FIREWIRE: “X,” THE UNKNOWN
An increasing number of DAW users are forsaking traditional PCI-based cards and using FireWire or USB interfaces (even though cards offer a slight advantage in terms of speed). But FireWire doesn’t always work perfectly; check out any recording forums, and you’ll find a plethora of posts from people having problems with FireWire audio devices. Often this has to do with pilot error, but occasionally there are mysterious, intractable problems that no user or company can figure out. In fact, just because a FireWire device works without issues on the majority of systems doesn’t mean it will work on yours. So, following are some tips to promote cordial relations with FireWire.
- Follow installation instructions to the letter. Sometimes you need to install the software first, and sometimes you need to connect the device first.
- Connect FireWire devices while the computer and device are powered-down. In theory, you should be able to hot-swap FireWire devices; in practice, this isn’t always true, with potentially disastrous results (e.g., a fried motherboard).
- Power-up the FireWire device before turning on your computer.
- Use an external AC adapter instead of bus power.
- Check the manufacturer’s website for recommended FireWire chip sets for a particular device. TI (Texas Instruments) is generally recommended, NEC usually is not.
- Avoid using combo FireWire/USB cards. Don’t say you weren’t warned.
- Mac owners, upgrade to OS X 10.4.10.
- If you own a PPC Mac, check out the power user software tips in last month’s issue for details on using the CHUD utility. If you own an Intel Mac running an earlier version of OS X, try prayer.
- Dedicate a FireWire port to audio devices, and don’t run other devices on the same port.
- Take forum posts about “This interface works perfectly” or “This interface is a piece of garbage” with a grain of salt. An interface can work perfectly on one computer yet not work on a seemingly identical computer. Try before you buy, or buy from a vendor with a liberal return policy.

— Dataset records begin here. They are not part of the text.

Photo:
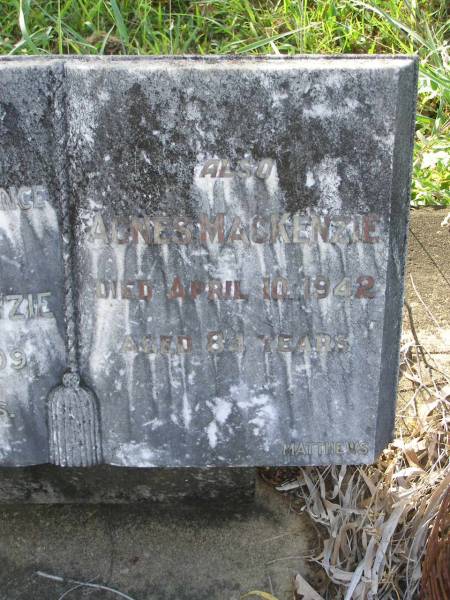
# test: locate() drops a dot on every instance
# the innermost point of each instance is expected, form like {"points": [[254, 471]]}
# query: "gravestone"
{"points": [[236, 236]]}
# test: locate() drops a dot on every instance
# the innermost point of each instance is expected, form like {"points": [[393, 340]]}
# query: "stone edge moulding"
{"points": [[202, 258]]}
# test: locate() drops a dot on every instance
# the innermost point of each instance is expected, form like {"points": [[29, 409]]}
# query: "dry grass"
{"points": [[374, 521]]}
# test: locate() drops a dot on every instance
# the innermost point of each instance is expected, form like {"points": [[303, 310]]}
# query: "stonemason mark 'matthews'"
{"points": [[215, 246]]}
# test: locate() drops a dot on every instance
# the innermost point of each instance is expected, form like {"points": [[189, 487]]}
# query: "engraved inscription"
{"points": [[325, 448], [23, 197], [17, 307], [221, 228]]}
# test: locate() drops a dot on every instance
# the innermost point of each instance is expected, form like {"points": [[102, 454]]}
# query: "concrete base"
{"points": [[155, 552], [104, 484]]}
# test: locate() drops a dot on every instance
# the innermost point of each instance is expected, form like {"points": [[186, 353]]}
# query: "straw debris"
{"points": [[375, 520]]}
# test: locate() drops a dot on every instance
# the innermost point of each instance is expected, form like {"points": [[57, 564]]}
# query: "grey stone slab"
{"points": [[104, 484], [32, 353], [199, 553], [239, 231]]}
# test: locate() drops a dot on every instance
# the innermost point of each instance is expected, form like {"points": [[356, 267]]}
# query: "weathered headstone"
{"points": [[239, 234]]}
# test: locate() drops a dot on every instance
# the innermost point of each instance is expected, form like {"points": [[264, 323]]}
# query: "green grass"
{"points": [[255, 27]]}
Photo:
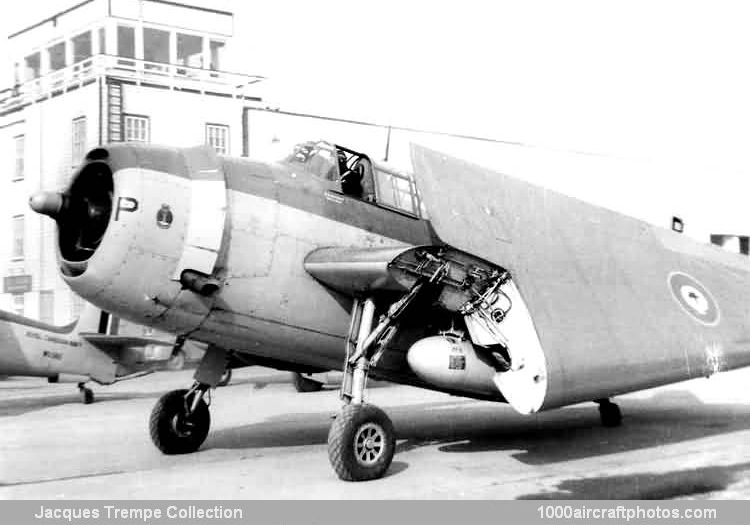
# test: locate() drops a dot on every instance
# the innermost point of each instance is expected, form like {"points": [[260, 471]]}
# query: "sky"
{"points": [[654, 93]]}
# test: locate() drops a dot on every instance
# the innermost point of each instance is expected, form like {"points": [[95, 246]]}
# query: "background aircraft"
{"points": [[81, 351], [509, 292]]}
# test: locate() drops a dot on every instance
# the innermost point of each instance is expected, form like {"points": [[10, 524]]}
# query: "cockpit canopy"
{"points": [[357, 175], [316, 157]]}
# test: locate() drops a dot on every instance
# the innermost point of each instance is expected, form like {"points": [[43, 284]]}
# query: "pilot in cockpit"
{"points": [[351, 178]]}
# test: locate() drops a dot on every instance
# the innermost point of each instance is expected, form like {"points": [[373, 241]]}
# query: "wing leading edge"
{"points": [[600, 287]]}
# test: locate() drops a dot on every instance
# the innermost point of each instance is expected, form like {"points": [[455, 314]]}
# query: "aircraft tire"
{"points": [[361, 443], [226, 378], [303, 384], [87, 396], [610, 415], [171, 430]]}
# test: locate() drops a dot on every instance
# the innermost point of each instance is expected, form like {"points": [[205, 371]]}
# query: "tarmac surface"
{"points": [[690, 440]]}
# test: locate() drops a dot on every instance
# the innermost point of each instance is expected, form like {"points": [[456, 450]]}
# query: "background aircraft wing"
{"points": [[618, 304]]}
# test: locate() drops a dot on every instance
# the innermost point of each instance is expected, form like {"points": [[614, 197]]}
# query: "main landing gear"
{"points": [[361, 440], [180, 420], [609, 413], [87, 395]]}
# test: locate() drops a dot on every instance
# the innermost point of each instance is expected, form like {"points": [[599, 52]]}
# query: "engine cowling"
{"points": [[451, 362], [139, 230]]}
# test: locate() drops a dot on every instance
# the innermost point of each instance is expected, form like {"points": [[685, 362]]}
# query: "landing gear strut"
{"points": [[87, 395], [609, 413], [362, 441]]}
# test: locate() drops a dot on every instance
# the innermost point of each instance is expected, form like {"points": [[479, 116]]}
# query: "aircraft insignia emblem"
{"points": [[694, 298], [164, 217]]}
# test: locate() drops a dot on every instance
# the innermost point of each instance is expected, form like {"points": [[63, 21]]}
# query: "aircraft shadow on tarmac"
{"points": [[649, 485], [546, 438], [19, 406]]}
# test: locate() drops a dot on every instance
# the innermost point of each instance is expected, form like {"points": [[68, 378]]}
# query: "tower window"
{"points": [[82, 47], [189, 50], [136, 128], [79, 140], [126, 41], [217, 136], [20, 157], [33, 66], [18, 237], [57, 56], [155, 45]]}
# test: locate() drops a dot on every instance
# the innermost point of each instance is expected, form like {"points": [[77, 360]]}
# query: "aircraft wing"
{"points": [[605, 292], [114, 344]]}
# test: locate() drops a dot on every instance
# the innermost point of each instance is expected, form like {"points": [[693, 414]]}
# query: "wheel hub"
{"points": [[369, 444]]}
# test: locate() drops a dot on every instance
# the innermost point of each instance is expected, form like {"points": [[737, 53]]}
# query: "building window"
{"points": [[217, 52], [20, 157], [189, 50], [18, 237], [32, 66], [79, 140], [155, 45], [57, 56], [81, 46], [126, 41], [217, 136], [102, 41], [18, 303], [47, 306], [136, 128]]}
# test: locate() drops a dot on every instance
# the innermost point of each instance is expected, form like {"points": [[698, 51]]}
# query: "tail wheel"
{"points": [[361, 443], [172, 429], [303, 384]]}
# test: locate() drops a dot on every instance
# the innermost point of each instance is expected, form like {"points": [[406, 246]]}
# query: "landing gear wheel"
{"points": [[303, 384], [173, 430], [610, 414], [361, 443], [226, 378], [87, 396]]}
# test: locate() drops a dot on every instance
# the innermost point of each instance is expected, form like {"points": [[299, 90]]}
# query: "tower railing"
{"points": [[174, 76]]}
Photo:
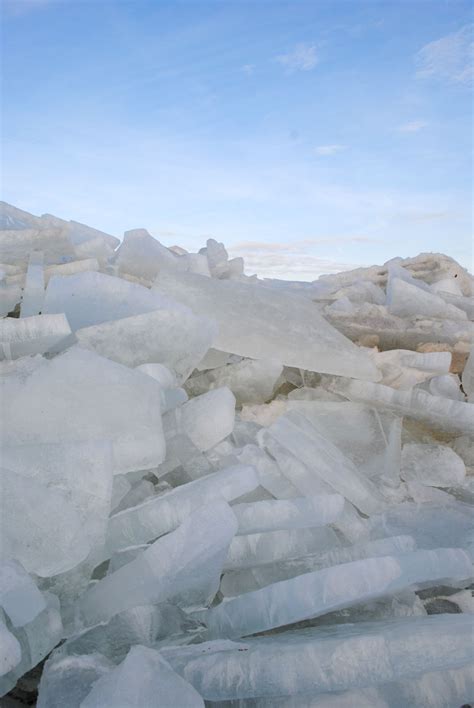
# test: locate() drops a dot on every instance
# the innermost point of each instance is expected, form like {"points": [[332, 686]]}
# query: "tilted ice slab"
{"points": [[318, 660], [185, 566], [39, 526], [33, 293], [164, 513], [249, 380], [176, 338], [255, 321], [433, 465], [79, 395], [244, 580], [407, 300], [257, 548], [143, 678], [299, 513], [67, 680], [295, 432], [91, 298], [80, 471], [323, 591], [31, 335], [440, 413]]}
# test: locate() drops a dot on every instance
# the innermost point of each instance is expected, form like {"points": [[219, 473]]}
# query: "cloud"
{"points": [[302, 58], [329, 149], [413, 126], [449, 58]]}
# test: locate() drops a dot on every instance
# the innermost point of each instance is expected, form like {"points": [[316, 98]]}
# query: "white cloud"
{"points": [[302, 58], [449, 58], [329, 149], [413, 126]]}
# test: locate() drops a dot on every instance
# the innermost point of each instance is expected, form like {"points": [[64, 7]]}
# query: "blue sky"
{"points": [[307, 136]]}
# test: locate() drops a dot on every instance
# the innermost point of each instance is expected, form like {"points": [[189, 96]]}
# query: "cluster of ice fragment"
{"points": [[222, 491]]}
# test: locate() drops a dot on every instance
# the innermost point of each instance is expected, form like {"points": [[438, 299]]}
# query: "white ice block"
{"points": [[91, 298], [317, 593], [175, 338], [143, 678], [257, 322], [317, 660], [299, 513], [79, 396], [164, 513], [183, 566], [33, 293]]}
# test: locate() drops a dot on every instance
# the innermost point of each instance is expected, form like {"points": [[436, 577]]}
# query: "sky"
{"points": [[309, 137]]}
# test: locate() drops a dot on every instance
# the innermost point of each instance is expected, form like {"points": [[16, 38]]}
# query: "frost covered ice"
{"points": [[223, 491]]}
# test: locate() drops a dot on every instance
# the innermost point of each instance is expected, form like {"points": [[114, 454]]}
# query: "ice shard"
{"points": [[257, 322]]}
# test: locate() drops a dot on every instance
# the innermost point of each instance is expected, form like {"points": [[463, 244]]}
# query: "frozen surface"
{"points": [[226, 491]]}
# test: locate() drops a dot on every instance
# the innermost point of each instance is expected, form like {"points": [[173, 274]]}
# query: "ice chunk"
{"points": [[67, 680], [144, 678], [184, 566], [371, 439], [39, 526], [255, 549], [433, 465], [317, 593], [92, 298], [334, 659], [407, 300], [209, 418], [10, 650], [19, 596], [468, 379], [82, 396], [250, 381], [164, 513], [237, 582], [175, 338], [33, 294], [297, 513], [256, 322], [31, 335], [142, 255], [439, 413], [325, 460]]}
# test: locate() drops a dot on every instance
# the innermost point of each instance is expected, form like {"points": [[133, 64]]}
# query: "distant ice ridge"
{"points": [[222, 491]]}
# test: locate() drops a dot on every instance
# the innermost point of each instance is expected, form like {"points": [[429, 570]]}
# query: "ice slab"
{"points": [[39, 526], [185, 566], [31, 335], [303, 512], [440, 413], [92, 298], [245, 580], [433, 465], [318, 660], [325, 460], [407, 300], [256, 322], [317, 593], [164, 513], [144, 678], [175, 338], [67, 680], [19, 596], [250, 381], [79, 395]]}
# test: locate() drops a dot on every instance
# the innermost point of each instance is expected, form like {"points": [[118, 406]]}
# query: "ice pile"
{"points": [[222, 491]]}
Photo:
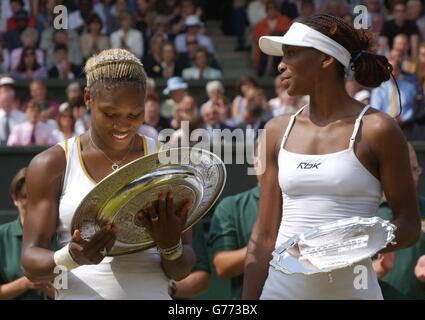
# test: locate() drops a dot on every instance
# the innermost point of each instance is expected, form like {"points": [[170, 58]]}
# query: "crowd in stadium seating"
{"points": [[171, 38]]}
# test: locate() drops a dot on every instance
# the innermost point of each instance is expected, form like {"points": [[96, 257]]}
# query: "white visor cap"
{"points": [[303, 36]]}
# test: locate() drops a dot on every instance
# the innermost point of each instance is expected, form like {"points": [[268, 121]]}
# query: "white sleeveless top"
{"points": [[319, 189], [133, 276]]}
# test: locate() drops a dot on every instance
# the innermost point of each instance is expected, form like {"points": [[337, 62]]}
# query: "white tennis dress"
{"points": [[133, 276], [318, 189]]}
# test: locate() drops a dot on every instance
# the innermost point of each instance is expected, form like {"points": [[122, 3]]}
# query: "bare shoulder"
{"points": [[381, 131], [48, 166], [277, 126]]}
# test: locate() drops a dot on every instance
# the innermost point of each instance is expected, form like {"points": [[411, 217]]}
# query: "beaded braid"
{"points": [[113, 67], [370, 69]]}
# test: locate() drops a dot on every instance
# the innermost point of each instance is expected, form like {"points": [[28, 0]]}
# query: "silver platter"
{"points": [[190, 173], [333, 246]]}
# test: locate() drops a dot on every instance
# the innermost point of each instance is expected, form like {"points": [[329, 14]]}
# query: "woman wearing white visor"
{"points": [[331, 160]]}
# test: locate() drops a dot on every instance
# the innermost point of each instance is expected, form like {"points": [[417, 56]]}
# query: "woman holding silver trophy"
{"points": [[59, 178], [331, 163]]}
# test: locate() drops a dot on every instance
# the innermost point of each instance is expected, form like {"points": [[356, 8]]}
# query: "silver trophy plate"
{"points": [[190, 173], [333, 246]]}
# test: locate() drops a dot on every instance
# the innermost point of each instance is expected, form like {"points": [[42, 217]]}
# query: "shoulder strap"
{"points": [[290, 124], [357, 126]]}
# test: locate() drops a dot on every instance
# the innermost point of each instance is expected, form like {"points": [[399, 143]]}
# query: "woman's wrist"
{"points": [[172, 253]]}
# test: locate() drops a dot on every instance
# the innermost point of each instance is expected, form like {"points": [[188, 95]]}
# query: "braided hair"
{"points": [[114, 67], [370, 69]]}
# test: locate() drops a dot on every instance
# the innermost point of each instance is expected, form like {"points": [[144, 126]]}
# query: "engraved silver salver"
{"points": [[198, 175], [333, 245]]}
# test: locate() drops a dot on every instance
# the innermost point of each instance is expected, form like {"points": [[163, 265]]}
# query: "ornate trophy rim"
{"points": [[199, 173], [353, 238]]}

- Use a high-quality cable. If the cable got crushed or stepped on, it might not work.
- If all else fails, there’s always USB 2.0.
Finally, if you do encounter problems, don’t bang your head against the wall trying to troubleshoot without first checking the website of the device’s manufacturer. There may be known issues that can be fixed with a simple driver download, or by disabling a conflicting device.